Debasement of the US Dollar: What’s Driving the Shift

  • Experts argue that a combination of trade protectionism, sanctions, and the emergence of a multipolar world is gradually pushing global investors away from the US dollar.
  • US President Trump has repeatedly asserted the need to preserve the dollar’s global dominance, even threatening BRICS countries with punitive tariffs if they pursue alternatives to the dollar.
  • Ironically, his aggressive use of tariffs, sanctions, and economic coercion has accelerated doubts about the dollar’s neutrality and reliability.
  • These dynamics have contributed to a sharp weakening of the US dollar—down about 9% in 2025, its steepest fall in nearly a decade.
  • As confidence in the greenback erodes, investors and central banks have increasingly turned to gold as a safe-haven asset.
  • Why It Matters?
    • De-dollarisation threatens to dilute US financial power, reducing Washington’s ability to shape global trade and financial systems.
    • At the same time, policy uncertainty and geopolitical sabre-rattling have boosted demand for gold, reinforcing its role as a hedge against currency debasement and geopolitical risk.

Weaponising Capital Flows: De-Dollarisation Accelerates

  • De-dollarisation is most visible in commodities, with a growing share of global energy trade now priced in non-dollar contracts, weakening the dollar’s traditional dominance.
  • The trend is extending to government bond holdings.
    • The Reserve Bank of India has steadily reduced its US Treasury exposure, with holdings falling to $186.5 billion in November 2025 from $234 billion a year earlier.
    • China’s US government bond holdings have also dropped to a 16-year low.
  • Institutional Investors Start Exiting US Treasuries
    • Concerns are no longer limited to states.
    • Denmark’s major pension funds announced plans to exit US Treasuries, citing geopolitical uncertainty, including comments by Donald Trump, and Danish pension funds have taken similar positions.
    • Earlier this month, Deutsche Bank warned that US threats against Europe could prompt the continent to cut holdings of US debt, effectively weaponising capital flows.
    • The European Union holds about $10.4 trillion in US portfolio assets, accounting for nearly 29% of foreign ownership.
    • Trump has warned of “big retaliation” if Europe sells US bonds, underscoring how financial flows are becoming tools of geopolitical leverage.

The Past: How De-Dollarisation Gained Momentum

  • The move away from the US dollar gathered pace after United States Government froze Russia’s foreign exchange reserves following its invasion of Ukraine in February 2022.
  • This action heightened concerns among countries about the safety of holding dollar-denominated assets.
  • De-dollarisation has been gradual but persistent.

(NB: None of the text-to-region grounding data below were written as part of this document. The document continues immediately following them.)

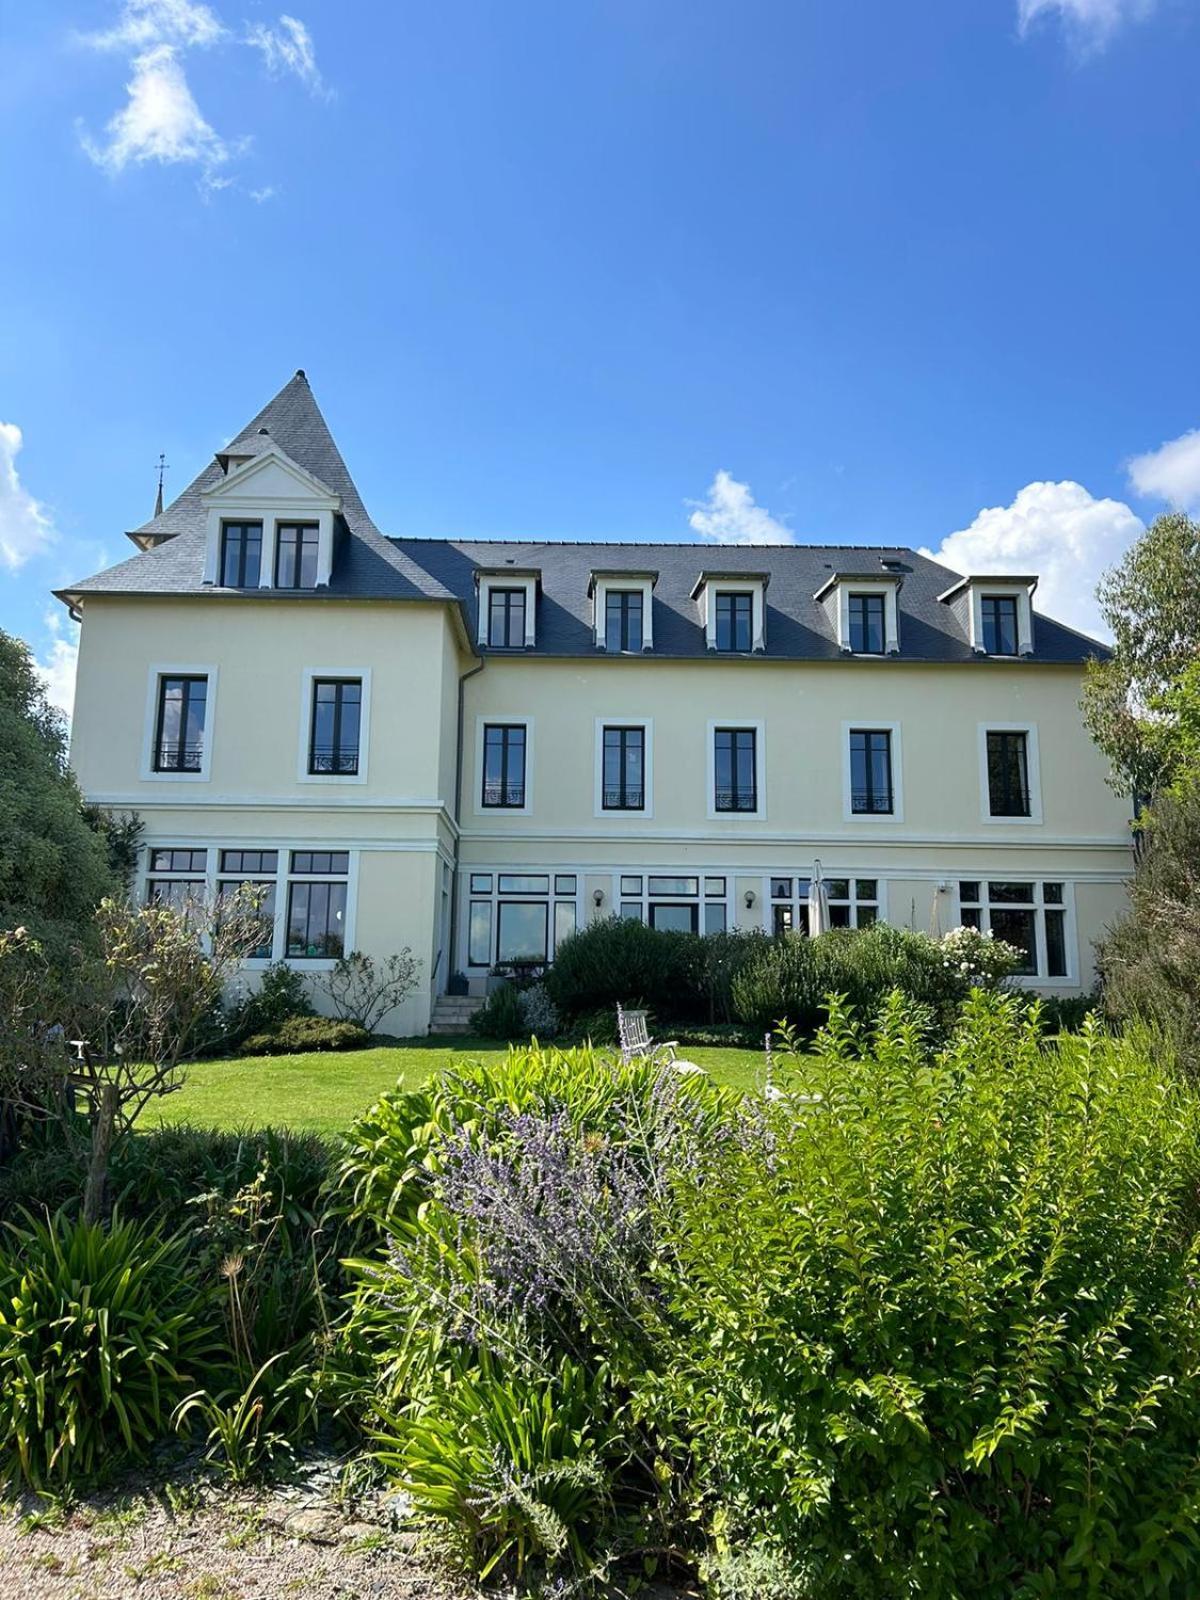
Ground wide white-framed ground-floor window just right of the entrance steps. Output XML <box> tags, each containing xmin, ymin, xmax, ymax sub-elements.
<box><xmin>467</xmin><ymin>872</ymin><xmax>579</xmax><ymax>968</ymax></box>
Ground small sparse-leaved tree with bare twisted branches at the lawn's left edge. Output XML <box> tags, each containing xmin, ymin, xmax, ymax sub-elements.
<box><xmin>0</xmin><ymin>886</ymin><xmax>270</xmax><ymax>1222</ymax></box>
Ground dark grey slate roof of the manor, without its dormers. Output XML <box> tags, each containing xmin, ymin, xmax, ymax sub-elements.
<box><xmin>58</xmin><ymin>371</ymin><xmax>1106</xmax><ymax>664</ymax></box>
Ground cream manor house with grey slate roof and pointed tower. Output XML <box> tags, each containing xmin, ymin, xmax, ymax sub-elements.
<box><xmin>61</xmin><ymin>371</ymin><xmax>1130</xmax><ymax>1034</ymax></box>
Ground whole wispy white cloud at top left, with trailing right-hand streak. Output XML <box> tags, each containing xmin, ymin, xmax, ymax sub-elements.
<box><xmin>80</xmin><ymin>0</ymin><xmax>330</xmax><ymax>190</ymax></box>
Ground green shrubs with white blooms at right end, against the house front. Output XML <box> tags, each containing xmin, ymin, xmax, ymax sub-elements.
<box><xmin>731</xmin><ymin>922</ymin><xmax>1018</xmax><ymax>1035</ymax></box>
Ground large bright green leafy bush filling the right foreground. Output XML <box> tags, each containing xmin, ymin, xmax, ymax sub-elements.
<box><xmin>652</xmin><ymin>992</ymin><xmax>1200</xmax><ymax>1600</ymax></box>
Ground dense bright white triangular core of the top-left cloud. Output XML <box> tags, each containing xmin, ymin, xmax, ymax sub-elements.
<box><xmin>83</xmin><ymin>45</ymin><xmax>229</xmax><ymax>173</ymax></box>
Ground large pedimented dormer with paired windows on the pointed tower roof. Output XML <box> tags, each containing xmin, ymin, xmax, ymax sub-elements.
<box><xmin>200</xmin><ymin>429</ymin><xmax>341</xmax><ymax>592</ymax></box>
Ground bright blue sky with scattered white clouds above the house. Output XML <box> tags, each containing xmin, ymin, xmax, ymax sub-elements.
<box><xmin>0</xmin><ymin>0</ymin><xmax>1200</xmax><ymax>713</ymax></box>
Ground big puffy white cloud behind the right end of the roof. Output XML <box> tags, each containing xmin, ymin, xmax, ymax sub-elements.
<box><xmin>922</xmin><ymin>482</ymin><xmax>1142</xmax><ymax>635</ymax></box>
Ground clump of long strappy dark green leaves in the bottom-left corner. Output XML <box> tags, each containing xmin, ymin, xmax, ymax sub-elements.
<box><xmin>0</xmin><ymin>1213</ymin><xmax>219</xmax><ymax>1488</ymax></box>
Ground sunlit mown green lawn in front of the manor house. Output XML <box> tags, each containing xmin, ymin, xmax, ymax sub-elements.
<box><xmin>144</xmin><ymin>1038</ymin><xmax>763</xmax><ymax>1133</ymax></box>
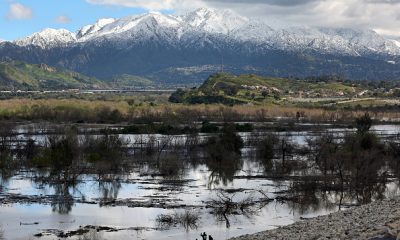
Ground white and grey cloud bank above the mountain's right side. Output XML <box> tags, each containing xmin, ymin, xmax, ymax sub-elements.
<box><xmin>86</xmin><ymin>0</ymin><xmax>400</xmax><ymax>37</ymax></box>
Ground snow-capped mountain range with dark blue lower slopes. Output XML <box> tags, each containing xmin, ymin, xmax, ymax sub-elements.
<box><xmin>0</xmin><ymin>8</ymin><xmax>400</xmax><ymax>85</ymax></box>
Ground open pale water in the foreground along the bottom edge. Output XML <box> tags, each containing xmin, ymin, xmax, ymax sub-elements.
<box><xmin>0</xmin><ymin>202</ymin><xmax>334</xmax><ymax>240</ymax></box>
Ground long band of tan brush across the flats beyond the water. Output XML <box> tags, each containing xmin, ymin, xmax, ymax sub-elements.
<box><xmin>0</xmin><ymin>97</ymin><xmax>400</xmax><ymax>123</ymax></box>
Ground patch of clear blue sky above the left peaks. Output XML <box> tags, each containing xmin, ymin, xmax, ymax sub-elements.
<box><xmin>0</xmin><ymin>0</ymin><xmax>155</xmax><ymax>40</ymax></box>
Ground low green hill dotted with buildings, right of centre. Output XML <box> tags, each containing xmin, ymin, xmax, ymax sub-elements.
<box><xmin>170</xmin><ymin>73</ymin><xmax>364</xmax><ymax>104</ymax></box>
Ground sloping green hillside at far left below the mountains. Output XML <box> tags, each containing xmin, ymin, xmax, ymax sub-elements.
<box><xmin>0</xmin><ymin>61</ymin><xmax>107</xmax><ymax>90</ymax></box>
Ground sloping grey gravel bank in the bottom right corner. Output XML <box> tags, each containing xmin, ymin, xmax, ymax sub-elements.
<box><xmin>231</xmin><ymin>199</ymin><xmax>400</xmax><ymax>240</ymax></box>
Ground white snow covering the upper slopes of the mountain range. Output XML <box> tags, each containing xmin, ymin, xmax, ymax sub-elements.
<box><xmin>8</xmin><ymin>8</ymin><xmax>400</xmax><ymax>56</ymax></box>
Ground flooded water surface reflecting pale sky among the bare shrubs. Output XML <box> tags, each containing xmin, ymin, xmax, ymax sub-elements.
<box><xmin>0</xmin><ymin>125</ymin><xmax>399</xmax><ymax>240</ymax></box>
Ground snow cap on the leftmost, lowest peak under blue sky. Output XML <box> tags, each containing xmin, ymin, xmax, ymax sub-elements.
<box><xmin>14</xmin><ymin>28</ymin><xmax>76</xmax><ymax>48</ymax></box>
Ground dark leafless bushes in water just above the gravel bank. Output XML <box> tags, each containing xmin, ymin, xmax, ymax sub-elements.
<box><xmin>309</xmin><ymin>114</ymin><xmax>390</xmax><ymax>199</ymax></box>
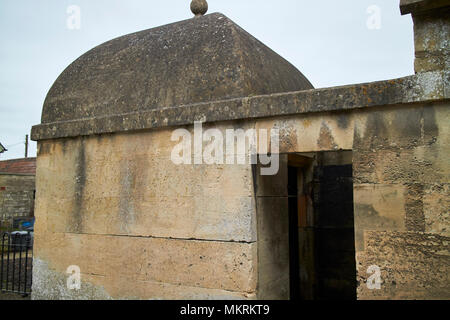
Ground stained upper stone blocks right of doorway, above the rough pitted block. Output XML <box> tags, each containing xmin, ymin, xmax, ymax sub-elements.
<box><xmin>353</xmin><ymin>103</ymin><xmax>450</xmax><ymax>255</ymax></box>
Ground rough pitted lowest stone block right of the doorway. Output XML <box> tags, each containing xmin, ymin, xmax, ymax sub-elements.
<box><xmin>357</xmin><ymin>231</ymin><xmax>450</xmax><ymax>300</ymax></box>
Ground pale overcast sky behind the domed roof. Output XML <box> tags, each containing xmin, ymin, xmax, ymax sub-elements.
<box><xmin>0</xmin><ymin>0</ymin><xmax>414</xmax><ymax>160</ymax></box>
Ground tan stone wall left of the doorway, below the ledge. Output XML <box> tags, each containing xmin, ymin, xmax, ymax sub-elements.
<box><xmin>33</xmin><ymin>123</ymin><xmax>257</xmax><ymax>299</ymax></box>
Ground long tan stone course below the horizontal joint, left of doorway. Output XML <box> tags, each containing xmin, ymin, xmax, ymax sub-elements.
<box><xmin>35</xmin><ymin>233</ymin><xmax>257</xmax><ymax>293</ymax></box>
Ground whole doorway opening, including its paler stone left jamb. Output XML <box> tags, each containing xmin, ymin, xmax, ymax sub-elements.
<box><xmin>253</xmin><ymin>151</ymin><xmax>356</xmax><ymax>300</ymax></box>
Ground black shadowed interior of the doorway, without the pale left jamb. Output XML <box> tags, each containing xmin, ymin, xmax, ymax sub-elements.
<box><xmin>288</xmin><ymin>151</ymin><xmax>356</xmax><ymax>300</ymax></box>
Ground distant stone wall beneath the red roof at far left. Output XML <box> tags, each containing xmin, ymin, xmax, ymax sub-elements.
<box><xmin>0</xmin><ymin>174</ymin><xmax>35</xmax><ymax>227</ymax></box>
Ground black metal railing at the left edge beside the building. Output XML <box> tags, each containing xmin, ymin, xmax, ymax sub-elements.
<box><xmin>0</xmin><ymin>231</ymin><xmax>33</xmax><ymax>296</ymax></box>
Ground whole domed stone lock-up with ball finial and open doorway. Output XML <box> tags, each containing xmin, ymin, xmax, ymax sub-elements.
<box><xmin>32</xmin><ymin>0</ymin><xmax>450</xmax><ymax>299</ymax></box>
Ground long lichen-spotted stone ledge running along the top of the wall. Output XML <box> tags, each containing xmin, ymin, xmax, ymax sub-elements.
<box><xmin>32</xmin><ymin>72</ymin><xmax>450</xmax><ymax>140</ymax></box>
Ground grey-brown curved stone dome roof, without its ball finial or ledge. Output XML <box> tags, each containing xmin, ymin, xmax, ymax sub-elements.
<box><xmin>42</xmin><ymin>13</ymin><xmax>313</xmax><ymax>124</ymax></box>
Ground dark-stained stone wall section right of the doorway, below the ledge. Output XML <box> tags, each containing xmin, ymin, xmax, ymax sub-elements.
<box><xmin>353</xmin><ymin>103</ymin><xmax>450</xmax><ymax>299</ymax></box>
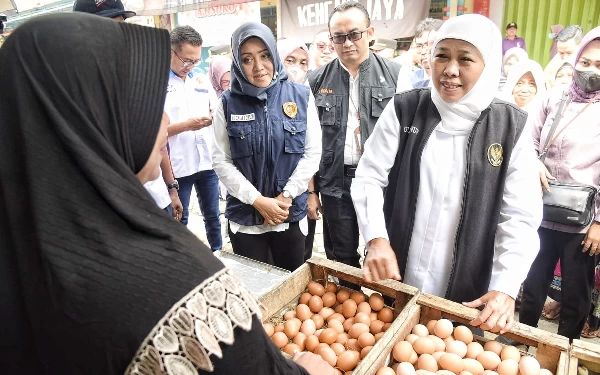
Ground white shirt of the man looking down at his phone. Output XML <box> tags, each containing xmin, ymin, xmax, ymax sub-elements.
<box><xmin>165</xmin><ymin>71</ymin><xmax>218</xmax><ymax>178</ymax></box>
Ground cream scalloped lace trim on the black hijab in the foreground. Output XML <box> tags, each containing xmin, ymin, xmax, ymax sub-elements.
<box><xmin>125</xmin><ymin>268</ymin><xmax>261</xmax><ymax>375</ymax></box>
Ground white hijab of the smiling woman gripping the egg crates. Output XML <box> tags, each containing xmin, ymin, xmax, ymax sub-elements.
<box><xmin>431</xmin><ymin>14</ymin><xmax>502</xmax><ymax>132</ymax></box>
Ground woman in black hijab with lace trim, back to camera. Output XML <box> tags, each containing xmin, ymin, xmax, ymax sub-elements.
<box><xmin>0</xmin><ymin>14</ymin><xmax>333</xmax><ymax>375</ymax></box>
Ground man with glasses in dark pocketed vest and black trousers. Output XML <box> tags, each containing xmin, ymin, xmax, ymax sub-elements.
<box><xmin>308</xmin><ymin>1</ymin><xmax>412</xmax><ymax>288</ymax></box>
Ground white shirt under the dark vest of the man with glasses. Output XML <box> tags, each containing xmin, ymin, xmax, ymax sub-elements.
<box><xmin>340</xmin><ymin>60</ymin><xmax>413</xmax><ymax>165</ymax></box>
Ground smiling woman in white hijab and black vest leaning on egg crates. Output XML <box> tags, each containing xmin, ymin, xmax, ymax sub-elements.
<box><xmin>351</xmin><ymin>15</ymin><xmax>542</xmax><ymax>333</ymax></box>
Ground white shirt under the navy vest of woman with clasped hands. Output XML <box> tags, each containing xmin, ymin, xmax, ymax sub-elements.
<box><xmin>212</xmin><ymin>93</ymin><xmax>322</xmax><ymax>235</ymax></box>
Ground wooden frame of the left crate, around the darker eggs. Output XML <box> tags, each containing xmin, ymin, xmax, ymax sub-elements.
<box><xmin>259</xmin><ymin>257</ymin><xmax>419</xmax><ymax>375</ymax></box>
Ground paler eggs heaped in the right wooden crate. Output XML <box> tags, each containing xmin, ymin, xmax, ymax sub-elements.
<box><xmin>376</xmin><ymin>319</ymin><xmax>552</xmax><ymax>375</ymax></box>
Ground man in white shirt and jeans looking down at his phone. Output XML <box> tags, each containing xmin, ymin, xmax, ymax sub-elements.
<box><xmin>165</xmin><ymin>26</ymin><xmax>223</xmax><ymax>251</ymax></box>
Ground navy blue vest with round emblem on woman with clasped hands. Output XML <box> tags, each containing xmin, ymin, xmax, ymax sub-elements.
<box><xmin>221</xmin><ymin>81</ymin><xmax>309</xmax><ymax>226</ymax></box>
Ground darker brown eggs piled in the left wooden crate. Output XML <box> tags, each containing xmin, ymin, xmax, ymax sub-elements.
<box><xmin>263</xmin><ymin>281</ymin><xmax>394</xmax><ymax>375</ymax></box>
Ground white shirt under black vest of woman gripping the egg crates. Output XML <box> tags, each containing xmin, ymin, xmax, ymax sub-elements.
<box><xmin>351</xmin><ymin>102</ymin><xmax>542</xmax><ymax>298</ymax></box>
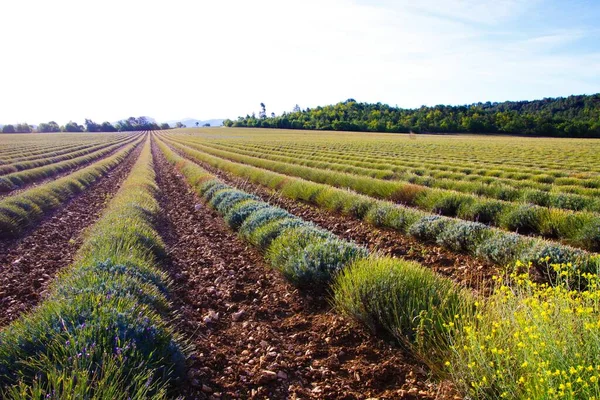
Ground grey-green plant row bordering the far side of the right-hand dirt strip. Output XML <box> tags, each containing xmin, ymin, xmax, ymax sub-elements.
<box><xmin>157</xmin><ymin>134</ymin><xmax>595</xmax><ymax>269</ymax></box>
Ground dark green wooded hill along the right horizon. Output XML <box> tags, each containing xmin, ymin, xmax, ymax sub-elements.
<box><xmin>223</xmin><ymin>94</ymin><xmax>600</xmax><ymax>137</ymax></box>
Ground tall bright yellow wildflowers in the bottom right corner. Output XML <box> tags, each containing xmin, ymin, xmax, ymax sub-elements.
<box><xmin>446</xmin><ymin>263</ymin><xmax>600</xmax><ymax>399</ymax></box>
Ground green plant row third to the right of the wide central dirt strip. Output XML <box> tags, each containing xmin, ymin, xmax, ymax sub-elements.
<box><xmin>168</xmin><ymin>136</ymin><xmax>600</xmax><ymax>251</ymax></box>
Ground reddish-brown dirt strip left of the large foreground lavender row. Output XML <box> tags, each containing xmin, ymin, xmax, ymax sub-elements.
<box><xmin>0</xmin><ymin>144</ymin><xmax>142</xmax><ymax>327</ymax></box>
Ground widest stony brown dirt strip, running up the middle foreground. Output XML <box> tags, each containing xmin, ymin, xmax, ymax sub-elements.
<box><xmin>153</xmin><ymin>140</ymin><xmax>451</xmax><ymax>399</ymax></box>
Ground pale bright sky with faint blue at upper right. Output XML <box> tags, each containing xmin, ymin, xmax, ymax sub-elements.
<box><xmin>0</xmin><ymin>0</ymin><xmax>600</xmax><ymax>124</ymax></box>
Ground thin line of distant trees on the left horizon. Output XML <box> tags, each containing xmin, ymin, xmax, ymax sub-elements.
<box><xmin>2</xmin><ymin>117</ymin><xmax>176</xmax><ymax>133</ymax></box>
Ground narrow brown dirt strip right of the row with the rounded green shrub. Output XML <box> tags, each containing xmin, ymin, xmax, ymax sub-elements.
<box><xmin>164</xmin><ymin>142</ymin><xmax>499</xmax><ymax>292</ymax></box>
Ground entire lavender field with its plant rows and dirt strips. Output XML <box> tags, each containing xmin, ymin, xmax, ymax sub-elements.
<box><xmin>0</xmin><ymin>128</ymin><xmax>600</xmax><ymax>399</ymax></box>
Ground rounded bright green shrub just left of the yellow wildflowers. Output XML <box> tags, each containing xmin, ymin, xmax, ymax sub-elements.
<box><xmin>332</xmin><ymin>257</ymin><xmax>472</xmax><ymax>367</ymax></box>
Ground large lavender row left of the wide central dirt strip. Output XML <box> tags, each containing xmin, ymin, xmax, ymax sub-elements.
<box><xmin>0</xmin><ymin>137</ymin><xmax>185</xmax><ymax>400</ymax></box>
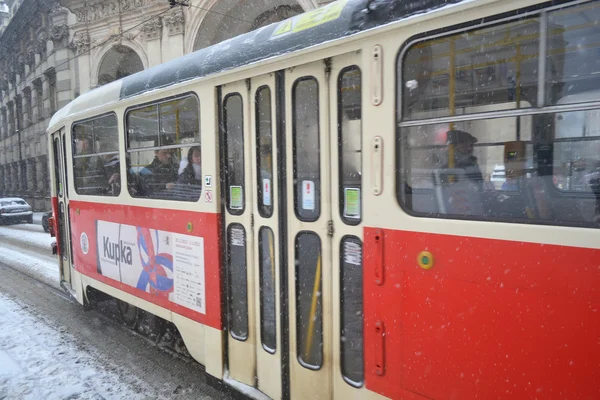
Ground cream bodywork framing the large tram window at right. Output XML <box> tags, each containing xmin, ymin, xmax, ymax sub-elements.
<box><xmin>356</xmin><ymin>1</ymin><xmax>600</xmax><ymax>248</ymax></box>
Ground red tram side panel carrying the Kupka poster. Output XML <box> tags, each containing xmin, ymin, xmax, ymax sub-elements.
<box><xmin>71</xmin><ymin>201</ymin><xmax>222</xmax><ymax>354</ymax></box>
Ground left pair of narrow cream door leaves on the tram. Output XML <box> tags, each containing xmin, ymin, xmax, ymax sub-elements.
<box><xmin>221</xmin><ymin>74</ymin><xmax>282</xmax><ymax>399</ymax></box>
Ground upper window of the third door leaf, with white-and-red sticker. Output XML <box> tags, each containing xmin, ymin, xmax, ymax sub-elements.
<box><xmin>292</xmin><ymin>77</ymin><xmax>321</xmax><ymax>222</ymax></box>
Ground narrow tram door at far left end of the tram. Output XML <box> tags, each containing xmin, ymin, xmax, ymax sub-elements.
<box><xmin>52</xmin><ymin>130</ymin><xmax>74</xmax><ymax>289</ymax></box>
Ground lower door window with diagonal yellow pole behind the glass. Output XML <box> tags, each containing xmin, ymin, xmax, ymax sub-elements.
<box><xmin>295</xmin><ymin>232</ymin><xmax>323</xmax><ymax>370</ymax></box>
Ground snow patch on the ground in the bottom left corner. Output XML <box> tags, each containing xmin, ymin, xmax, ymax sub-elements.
<box><xmin>0</xmin><ymin>294</ymin><xmax>153</xmax><ymax>400</ymax></box>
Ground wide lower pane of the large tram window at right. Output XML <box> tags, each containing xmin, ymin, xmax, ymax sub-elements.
<box><xmin>398</xmin><ymin>110</ymin><xmax>600</xmax><ymax>227</ymax></box>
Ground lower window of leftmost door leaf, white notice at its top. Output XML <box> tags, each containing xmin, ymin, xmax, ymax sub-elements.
<box><xmin>227</xmin><ymin>224</ymin><xmax>248</xmax><ymax>341</ymax></box>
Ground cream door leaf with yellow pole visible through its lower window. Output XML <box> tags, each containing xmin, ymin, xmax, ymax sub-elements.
<box><xmin>285</xmin><ymin>62</ymin><xmax>333</xmax><ymax>399</ymax></box>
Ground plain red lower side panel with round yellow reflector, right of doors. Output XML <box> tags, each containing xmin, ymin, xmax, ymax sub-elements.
<box><xmin>365</xmin><ymin>228</ymin><xmax>600</xmax><ymax>398</ymax></box>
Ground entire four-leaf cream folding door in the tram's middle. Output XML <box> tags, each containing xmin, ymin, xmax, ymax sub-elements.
<box><xmin>221</xmin><ymin>54</ymin><xmax>363</xmax><ymax>399</ymax></box>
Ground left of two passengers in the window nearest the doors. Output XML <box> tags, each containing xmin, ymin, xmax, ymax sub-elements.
<box><xmin>140</xmin><ymin>140</ymin><xmax>178</xmax><ymax>197</ymax></box>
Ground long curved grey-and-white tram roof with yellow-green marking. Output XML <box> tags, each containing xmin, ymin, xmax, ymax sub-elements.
<box><xmin>50</xmin><ymin>0</ymin><xmax>469</xmax><ymax>127</ymax></box>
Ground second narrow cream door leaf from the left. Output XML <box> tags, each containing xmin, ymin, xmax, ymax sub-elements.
<box><xmin>249</xmin><ymin>74</ymin><xmax>283</xmax><ymax>399</ymax></box>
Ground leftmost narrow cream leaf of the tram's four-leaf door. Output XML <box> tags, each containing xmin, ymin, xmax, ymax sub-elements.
<box><xmin>221</xmin><ymin>81</ymin><xmax>257</xmax><ymax>386</ymax></box>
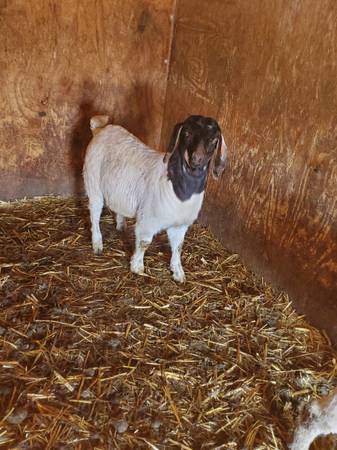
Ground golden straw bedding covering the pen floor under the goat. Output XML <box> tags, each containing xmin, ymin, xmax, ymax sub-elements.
<box><xmin>0</xmin><ymin>197</ymin><xmax>337</xmax><ymax>450</ymax></box>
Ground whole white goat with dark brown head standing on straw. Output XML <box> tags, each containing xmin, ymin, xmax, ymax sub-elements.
<box><xmin>83</xmin><ymin>116</ymin><xmax>227</xmax><ymax>282</ymax></box>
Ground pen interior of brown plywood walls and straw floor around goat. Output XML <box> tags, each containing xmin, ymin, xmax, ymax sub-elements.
<box><xmin>0</xmin><ymin>0</ymin><xmax>337</xmax><ymax>450</ymax></box>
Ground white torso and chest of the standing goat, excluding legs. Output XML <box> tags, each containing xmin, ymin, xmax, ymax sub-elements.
<box><xmin>84</xmin><ymin>125</ymin><xmax>203</xmax><ymax>227</ymax></box>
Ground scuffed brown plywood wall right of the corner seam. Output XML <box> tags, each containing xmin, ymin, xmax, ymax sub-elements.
<box><xmin>161</xmin><ymin>0</ymin><xmax>337</xmax><ymax>342</ymax></box>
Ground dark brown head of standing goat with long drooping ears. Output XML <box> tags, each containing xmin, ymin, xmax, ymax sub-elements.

Data from the IMF show that the US dollar’s share in global foreign exchange reserves fell to a 30-year low of 58.5% in 2024, down from 71% in 1999, reflecting steady diversification by central banks.
  • The Future: Dominance for Now, Uncertainty Ahead
    • Despite these shifts, the US dollar remains overwhelmingly dominant, accounting for 89% of global over-the-counter foreign exchange turnover.
    • However, if current US policies and rhetoric continue, especially under the Trump administration, the pace of diversification away from the dollar could accelerate, leading to more visible structural change in the global monetary system.